The report is bound to raise eyebrows. It has recommended, for example, smaller IMF rescue packages for countries trying to fend off speculative currency attacks. That's surprising because several panel members who endorsed that approach helped to shape recent IMF and US treasury policies. David Lipton was one of the key figures on the Clinton team associated with big packages. Morris Goldstein, the project director, worked at the Fund for 25 years. Barry Eichengreen has been a senior adviser to the IMF, and Kenen often serves in the same capacity at the US treasury. The bottom line: these key people now think that it is time for change as a result of the moral-hazard problem.

"This is the only report I know of that has talked about a smaller Fund," says Goldstein, who has been involved behind the scenes in many G-10 and Basel Committee projects on such issues. But the group also wants to redesign how the Fund deals with systemic crises and goes out of its way to pay attention to the difference between such problems and less serious, but still potentially devastating, country crises. The report also takes a much harder line on burden-sharing with the private sector but does not try to cover everything.

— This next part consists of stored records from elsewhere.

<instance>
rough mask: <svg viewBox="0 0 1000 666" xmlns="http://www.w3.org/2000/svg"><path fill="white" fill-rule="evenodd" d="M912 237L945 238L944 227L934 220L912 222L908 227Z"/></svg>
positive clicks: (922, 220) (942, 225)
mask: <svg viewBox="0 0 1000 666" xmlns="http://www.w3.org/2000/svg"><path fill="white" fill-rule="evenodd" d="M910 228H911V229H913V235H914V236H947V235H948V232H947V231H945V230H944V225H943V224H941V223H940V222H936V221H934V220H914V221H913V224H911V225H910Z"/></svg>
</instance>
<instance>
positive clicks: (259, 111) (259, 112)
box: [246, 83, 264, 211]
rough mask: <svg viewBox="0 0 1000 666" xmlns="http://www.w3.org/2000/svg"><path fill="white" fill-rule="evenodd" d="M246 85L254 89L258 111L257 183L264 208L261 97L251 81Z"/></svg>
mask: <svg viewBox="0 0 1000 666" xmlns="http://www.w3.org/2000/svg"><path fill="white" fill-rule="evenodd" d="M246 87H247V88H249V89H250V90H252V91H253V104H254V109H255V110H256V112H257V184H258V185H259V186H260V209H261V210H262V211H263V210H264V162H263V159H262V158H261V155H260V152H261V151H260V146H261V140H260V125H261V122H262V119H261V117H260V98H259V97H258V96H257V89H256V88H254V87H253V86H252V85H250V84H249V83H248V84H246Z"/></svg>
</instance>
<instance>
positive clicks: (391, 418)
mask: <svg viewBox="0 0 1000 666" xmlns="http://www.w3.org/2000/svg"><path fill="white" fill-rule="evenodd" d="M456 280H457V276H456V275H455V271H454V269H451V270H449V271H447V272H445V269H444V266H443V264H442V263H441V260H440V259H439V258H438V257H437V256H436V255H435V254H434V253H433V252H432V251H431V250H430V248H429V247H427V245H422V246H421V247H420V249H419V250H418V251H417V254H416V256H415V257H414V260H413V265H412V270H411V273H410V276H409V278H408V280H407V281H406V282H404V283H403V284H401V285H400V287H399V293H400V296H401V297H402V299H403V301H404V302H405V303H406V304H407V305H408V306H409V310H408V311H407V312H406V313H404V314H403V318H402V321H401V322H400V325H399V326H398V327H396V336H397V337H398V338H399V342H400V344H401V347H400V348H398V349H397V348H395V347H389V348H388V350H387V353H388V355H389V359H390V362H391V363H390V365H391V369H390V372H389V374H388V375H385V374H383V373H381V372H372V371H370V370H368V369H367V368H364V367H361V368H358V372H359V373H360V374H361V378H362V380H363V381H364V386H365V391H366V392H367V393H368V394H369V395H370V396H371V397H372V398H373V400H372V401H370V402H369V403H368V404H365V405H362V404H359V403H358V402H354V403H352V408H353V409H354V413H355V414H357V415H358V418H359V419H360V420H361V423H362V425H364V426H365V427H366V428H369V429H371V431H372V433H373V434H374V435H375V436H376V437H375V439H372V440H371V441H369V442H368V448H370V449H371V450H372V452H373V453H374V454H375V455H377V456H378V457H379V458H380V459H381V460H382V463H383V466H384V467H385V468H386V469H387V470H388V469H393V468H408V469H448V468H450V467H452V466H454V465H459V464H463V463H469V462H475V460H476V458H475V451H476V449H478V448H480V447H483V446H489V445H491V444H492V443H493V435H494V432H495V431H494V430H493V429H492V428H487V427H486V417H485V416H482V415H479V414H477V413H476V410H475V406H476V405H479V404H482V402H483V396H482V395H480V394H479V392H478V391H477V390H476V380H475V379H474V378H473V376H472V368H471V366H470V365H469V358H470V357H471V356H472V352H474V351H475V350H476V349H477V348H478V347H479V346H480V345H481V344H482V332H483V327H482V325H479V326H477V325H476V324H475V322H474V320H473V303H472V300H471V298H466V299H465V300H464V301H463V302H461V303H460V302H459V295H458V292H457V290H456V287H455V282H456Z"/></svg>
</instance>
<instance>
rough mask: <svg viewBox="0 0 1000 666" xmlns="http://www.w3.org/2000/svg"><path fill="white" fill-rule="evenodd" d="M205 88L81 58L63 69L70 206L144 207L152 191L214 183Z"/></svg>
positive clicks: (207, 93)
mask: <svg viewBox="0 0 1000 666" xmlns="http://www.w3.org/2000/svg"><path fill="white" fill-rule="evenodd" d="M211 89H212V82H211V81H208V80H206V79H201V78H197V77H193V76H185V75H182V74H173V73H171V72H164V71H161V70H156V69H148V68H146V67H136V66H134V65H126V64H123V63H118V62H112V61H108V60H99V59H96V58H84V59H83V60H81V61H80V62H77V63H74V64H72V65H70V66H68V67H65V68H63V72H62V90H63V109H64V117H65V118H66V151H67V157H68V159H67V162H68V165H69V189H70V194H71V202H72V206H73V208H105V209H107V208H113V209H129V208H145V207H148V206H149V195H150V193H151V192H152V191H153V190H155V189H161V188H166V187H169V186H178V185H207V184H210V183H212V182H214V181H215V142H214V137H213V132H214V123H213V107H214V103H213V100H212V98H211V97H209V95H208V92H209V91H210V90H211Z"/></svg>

It is silent, for example, about the heavily indebted poor countries (HIPC) debt initiative.

There are seven major recommendations designed to bring greater stability to emerging-markets finance:

Good-housekeeping awards: the IMF should give a break to countries that do the right thing. The Fund should publicize its evaluations and should lend to members of this "club" on better terms.

Pegs are passé: the CFR group condemns fixed exchange rates as the root of much evil. It urges the IMF and G-7 to stop supporting "unsustainable" pegs.

Capital slows: torrents of private capital flooding into tiny emerging markets and then flowing out in rip-tide fashion have caused enormous damage. The CFR group wants countries to use tax measures, as Chile did, to moderate these flows.

Share the pain: the group calls for debt rescheduling as a condition for IMF lending in extreme cases. It also wants new rules in the form of "collective action clauses" for all sovereign bond contracts.

Less is more: the IMF should scale back. Officials have have been lending countries amounts many times their "normal quota limits", starting with the Mexican peso collapse of 1994-95.

Back to basics: the IMF and the World Bank should go back to doing what the founders set them up to do. The Fund was supposed to do macro, and the World Bank was supposed to do micro. The "Treaty of 19th Street" (the road that runs between the Bank and the Fund) reinforced this division of labour at the end of the 1980s. But matters have not been working out that way.

Crack the whip: the CFR group wants action. Finance ministers should convene a global conference to hammer out priorities, a plan and timetables.

Expensive lessons

The view coming out of officialdom is that the CFR group recommended important and useful approaches, even if they won't solve the problem. "I think that their commendations will help," says Michael Mussa, economic counsellor to the IMF. He expects significant progress over the next several years, particularly in coming to terms with problems in the financial sector. "People have learned some very expensive and bitter lessons," he says. Asian economies, for example, were accidents waiting to happen, particularly because their banks were in such bad shape. That in part is why they put off adjusting their exchange rates. They also could not jack up interest rates without inflicting severe damage. So their reserves just ran out of the door. Markets knew there was not much left by the time these countries devalued.